Speaking of genuinely warm people, Frankie Cosmos was the next act of the night. After having the chance to speak to vocalist Greta Kline, I was ecstatic at the opportunity to see her band perform live. I was told to expect some crying, weird idiosyncrasies, and some old and new songs. Frankie Cosmos delivered on all fronts, their pop minimalism taking on a whole new persona when performed with earnest conviction, strange choreography and elements of humour. Kline influencing her keyboardist into singing about losing her voice, after losing her voice earlier that day, was a particularly funny moment.
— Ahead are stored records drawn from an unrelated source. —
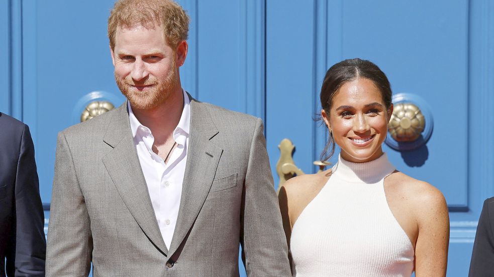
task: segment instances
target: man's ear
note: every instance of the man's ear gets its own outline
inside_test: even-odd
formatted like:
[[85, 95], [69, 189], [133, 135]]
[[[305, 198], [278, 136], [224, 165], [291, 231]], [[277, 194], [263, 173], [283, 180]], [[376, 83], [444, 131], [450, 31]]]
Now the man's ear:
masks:
[[391, 116], [393, 115], [393, 109], [394, 106], [393, 106], [393, 103], [391, 103], [391, 106], [389, 106], [389, 108], [387, 109], [387, 123], [389, 123], [389, 121], [391, 120]]
[[113, 64], [113, 66], [115, 66], [115, 54], [113, 53], [113, 49], [112, 49], [112, 46], [110, 45], [110, 53], [112, 55], [112, 63]]
[[188, 51], [188, 44], [185, 41], [182, 41], [178, 43], [177, 48], [175, 51], [175, 65], [177, 67], [180, 67], [183, 65], [185, 62], [185, 58], [187, 57], [187, 53]]
[[330, 130], [333, 130], [331, 128], [331, 124], [329, 122], [329, 116], [326, 113], [326, 111], [324, 109], [321, 110], [321, 115], [323, 117], [323, 120], [324, 120], [324, 123], [326, 124], [326, 126], [328, 126], [328, 129]]

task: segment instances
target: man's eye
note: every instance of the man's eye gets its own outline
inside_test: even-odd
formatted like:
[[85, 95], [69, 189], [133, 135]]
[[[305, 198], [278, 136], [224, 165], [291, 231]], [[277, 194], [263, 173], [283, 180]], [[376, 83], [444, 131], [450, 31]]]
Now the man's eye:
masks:
[[340, 114], [340, 115], [341, 116], [341, 117], [343, 117], [343, 118], [349, 118], [351, 117], [353, 115], [352, 114], [352, 113], [348, 111], [346, 111]]

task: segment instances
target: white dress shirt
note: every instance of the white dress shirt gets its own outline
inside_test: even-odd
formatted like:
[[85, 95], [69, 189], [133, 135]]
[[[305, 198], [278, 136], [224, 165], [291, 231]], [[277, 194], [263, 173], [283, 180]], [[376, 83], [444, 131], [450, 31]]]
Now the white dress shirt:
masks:
[[173, 131], [173, 140], [176, 142], [177, 147], [166, 164], [163, 159], [153, 152], [154, 137], [151, 130], [139, 122], [128, 102], [130, 128], [137, 156], [161, 236], [168, 248], [178, 215], [190, 126], [190, 102], [185, 91], [182, 89], [182, 91], [183, 110], [178, 125]]

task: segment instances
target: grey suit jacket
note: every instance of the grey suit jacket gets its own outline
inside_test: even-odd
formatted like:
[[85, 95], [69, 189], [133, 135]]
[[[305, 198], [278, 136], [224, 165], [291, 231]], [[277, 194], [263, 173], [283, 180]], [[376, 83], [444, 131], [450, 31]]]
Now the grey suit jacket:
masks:
[[191, 99], [181, 200], [162, 238], [127, 104], [59, 134], [47, 276], [290, 276], [262, 133], [253, 117]]

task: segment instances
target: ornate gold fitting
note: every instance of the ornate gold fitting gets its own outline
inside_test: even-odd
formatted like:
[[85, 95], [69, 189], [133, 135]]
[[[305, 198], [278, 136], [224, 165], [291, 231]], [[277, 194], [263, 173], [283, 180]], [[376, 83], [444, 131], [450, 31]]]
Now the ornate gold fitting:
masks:
[[394, 105], [387, 128], [395, 140], [414, 141], [420, 137], [425, 127], [425, 118], [418, 107], [410, 103]]
[[93, 117], [113, 110], [115, 106], [108, 101], [93, 101], [86, 106], [80, 115], [80, 122], [85, 121]]

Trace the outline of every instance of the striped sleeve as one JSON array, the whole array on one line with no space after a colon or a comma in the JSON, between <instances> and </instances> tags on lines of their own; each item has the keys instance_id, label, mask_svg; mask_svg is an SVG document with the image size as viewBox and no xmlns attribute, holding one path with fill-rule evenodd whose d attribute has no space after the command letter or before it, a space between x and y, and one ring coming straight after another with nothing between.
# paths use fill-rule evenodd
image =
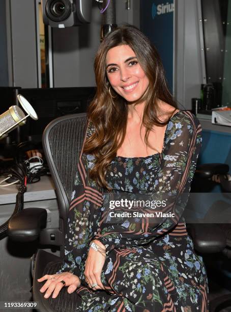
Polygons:
<instances>
[{"instance_id":1,"label":"striped sleeve","mask_svg":"<svg viewBox=\"0 0 231 312\"><path fill-rule=\"evenodd\" d=\"M94 159L83 153L87 138L93 128L88 124L77 164L71 201L65 236L65 256L60 270L56 274L70 272L83 278L84 265L89 245L96 233L99 207L102 206L102 194L96 184L90 180L89 169Z\"/></svg>"}]
</instances>

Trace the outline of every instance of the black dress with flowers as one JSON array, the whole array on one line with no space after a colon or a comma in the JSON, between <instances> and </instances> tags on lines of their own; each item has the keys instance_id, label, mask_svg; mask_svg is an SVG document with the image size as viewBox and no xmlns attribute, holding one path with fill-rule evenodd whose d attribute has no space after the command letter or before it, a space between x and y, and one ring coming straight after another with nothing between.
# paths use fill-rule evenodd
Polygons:
<instances>
[{"instance_id":1,"label":"black dress with flowers","mask_svg":"<svg viewBox=\"0 0 231 312\"><path fill-rule=\"evenodd\" d=\"M106 248L101 273L106 291L93 291L84 282L87 252L76 250L89 246L89 241L83 238L86 229L81 214L75 212L74 217L70 215L67 255L57 273L68 270L80 276L76 311L208 311L206 269L182 216L187 200L182 202L178 197L180 193L189 192L201 145L201 130L193 114L179 111L168 122L161 153L147 157L117 157L111 162L106 177L114 193L167 194L169 202L164 212L176 213L175 218L163 218L155 226L150 220L138 217L108 223L104 200L100 213L94 217L98 227L94 238ZM92 157L86 155L86 160L90 167ZM76 181L76 185L78 183ZM75 191L73 198L75 194ZM176 198L181 204L178 210L174 205ZM81 238L78 245L76 237Z\"/></svg>"}]
</instances>

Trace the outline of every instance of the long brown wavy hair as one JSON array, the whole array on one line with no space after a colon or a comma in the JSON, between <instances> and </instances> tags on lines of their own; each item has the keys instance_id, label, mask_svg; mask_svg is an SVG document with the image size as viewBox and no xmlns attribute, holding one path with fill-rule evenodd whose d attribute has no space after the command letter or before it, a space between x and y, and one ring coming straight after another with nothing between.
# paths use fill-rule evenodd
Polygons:
<instances>
[{"instance_id":1,"label":"long brown wavy hair","mask_svg":"<svg viewBox=\"0 0 231 312\"><path fill-rule=\"evenodd\" d=\"M106 56L110 49L123 44L129 45L134 51L149 80L147 92L135 105L146 101L142 124L146 129L145 142L147 146L150 146L148 139L153 125L163 126L171 117L159 107L158 100L178 108L167 87L160 58L148 38L137 28L129 24L123 25L109 34L101 43L95 59L97 90L87 113L88 119L95 129L86 140L83 152L95 157L94 165L89 172L90 178L109 192L111 188L106 182L106 174L125 139L128 109L126 100L112 88L110 91L115 97L112 98L109 93L110 85L106 75ZM161 121L157 116L163 113L168 118Z\"/></svg>"}]
</instances>

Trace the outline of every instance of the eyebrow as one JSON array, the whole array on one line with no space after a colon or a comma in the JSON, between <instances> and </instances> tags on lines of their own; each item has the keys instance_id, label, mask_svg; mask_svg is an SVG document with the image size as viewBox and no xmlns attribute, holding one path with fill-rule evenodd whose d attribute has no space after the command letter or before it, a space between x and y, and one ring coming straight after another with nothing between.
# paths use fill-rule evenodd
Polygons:
<instances>
[{"instance_id":1,"label":"eyebrow","mask_svg":"<svg viewBox=\"0 0 231 312\"><path fill-rule=\"evenodd\" d=\"M127 62L128 62L129 61L131 61L131 60L134 60L134 59L137 59L137 57L135 56L135 57L131 57L130 58L128 58L128 59L127 59L127 60L126 60L124 61L124 63L127 63ZM117 65L117 64L114 64L114 63L112 63L111 64L108 64L106 66L106 69L107 68L107 67L108 66L111 66L112 65L116 66L116 65Z\"/></svg>"}]
</instances>

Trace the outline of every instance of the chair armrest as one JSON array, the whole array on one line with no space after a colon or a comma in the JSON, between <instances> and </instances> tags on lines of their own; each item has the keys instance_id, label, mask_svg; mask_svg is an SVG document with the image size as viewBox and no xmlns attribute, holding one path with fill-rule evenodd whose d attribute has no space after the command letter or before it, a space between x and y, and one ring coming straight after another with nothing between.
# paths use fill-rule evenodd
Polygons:
<instances>
[{"instance_id":1,"label":"chair armrest","mask_svg":"<svg viewBox=\"0 0 231 312\"><path fill-rule=\"evenodd\" d=\"M193 241L195 249L199 252L220 252L225 248L225 235L217 224L188 223L186 227Z\"/></svg>"},{"instance_id":2,"label":"chair armrest","mask_svg":"<svg viewBox=\"0 0 231 312\"><path fill-rule=\"evenodd\" d=\"M226 174L229 170L226 164L203 164L197 166L195 171L196 177L211 178L214 174Z\"/></svg>"},{"instance_id":3,"label":"chair armrest","mask_svg":"<svg viewBox=\"0 0 231 312\"><path fill-rule=\"evenodd\" d=\"M47 213L43 208L27 208L14 215L8 223L7 234L13 241L33 242L45 227Z\"/></svg>"}]
</instances>

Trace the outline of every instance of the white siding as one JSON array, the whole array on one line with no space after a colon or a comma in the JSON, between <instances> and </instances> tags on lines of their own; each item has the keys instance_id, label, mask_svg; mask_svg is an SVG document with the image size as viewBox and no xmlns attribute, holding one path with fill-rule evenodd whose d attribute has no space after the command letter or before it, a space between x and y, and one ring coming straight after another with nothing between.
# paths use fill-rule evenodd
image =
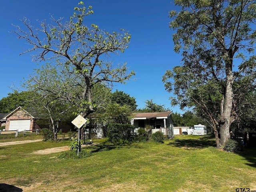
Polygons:
<instances>
[{"instance_id":1,"label":"white siding","mask_svg":"<svg viewBox=\"0 0 256 192\"><path fill-rule=\"evenodd\" d=\"M17 130L22 131L24 130L29 130L31 121L26 120L10 120L9 125L9 130Z\"/></svg>"}]
</instances>

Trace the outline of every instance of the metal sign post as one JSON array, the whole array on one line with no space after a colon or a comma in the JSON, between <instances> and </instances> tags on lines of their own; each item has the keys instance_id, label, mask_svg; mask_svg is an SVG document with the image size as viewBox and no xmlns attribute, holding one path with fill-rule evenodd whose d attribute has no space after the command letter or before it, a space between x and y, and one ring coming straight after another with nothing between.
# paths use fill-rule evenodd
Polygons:
<instances>
[{"instance_id":1,"label":"metal sign post","mask_svg":"<svg viewBox=\"0 0 256 192\"><path fill-rule=\"evenodd\" d=\"M77 127L78 129L78 144L79 147L77 150L77 155L79 154L79 150L81 148L81 145L80 144L80 128L87 122L87 120L85 119L81 115L78 115L75 119L71 122Z\"/></svg>"}]
</instances>

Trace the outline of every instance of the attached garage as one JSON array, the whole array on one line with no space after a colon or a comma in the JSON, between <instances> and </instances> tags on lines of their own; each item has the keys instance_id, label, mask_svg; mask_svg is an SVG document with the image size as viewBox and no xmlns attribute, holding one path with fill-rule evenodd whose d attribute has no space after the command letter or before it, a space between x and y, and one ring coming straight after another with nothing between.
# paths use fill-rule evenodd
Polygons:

Much like Mosquito Coast, Frankie Cosmos seemed genuinely thankful for the reception of the Perth crowd, even going as far to remember the name of a fan that they had met earlier that day, and dedicating a song to her. The band assured us that they would be back soon with their new album. I sincerely hope that’s a promise that they can keep.
Lastly was American singer/songwriter Margaret Glaspy. Off the back of her enormous album Emotions and Math, Perth has had to wait quite a while to hear it performed. A comparison between Glaspy and Angel Olsen was made to me just before the performance. While I can agree that some of the aesthetic is comparative, Margaret Glaspy thrives in the minimal, her distinct guitar tones seldom lost to any of the other instruments in her arsenal. Glapsy’s bluesy, soulful voice is really what distinguished her from any of the other acts that night. While the music of Mosquito Coast and Frankie Cosmos’ music was far more inclined to have a meek vocal aesthetic, Glaspy has a loud, brazen, bold and completely mesmerising voice. Moments of quiet reflection juxtaposed with snarls of raw emotion kept the crowd on its toes for the duration. Closing out the night, Glaspy also expressed just how keen she was to return to her receptive Perth audience. If all these musicians stick to their word, we’re going to have a very busy year.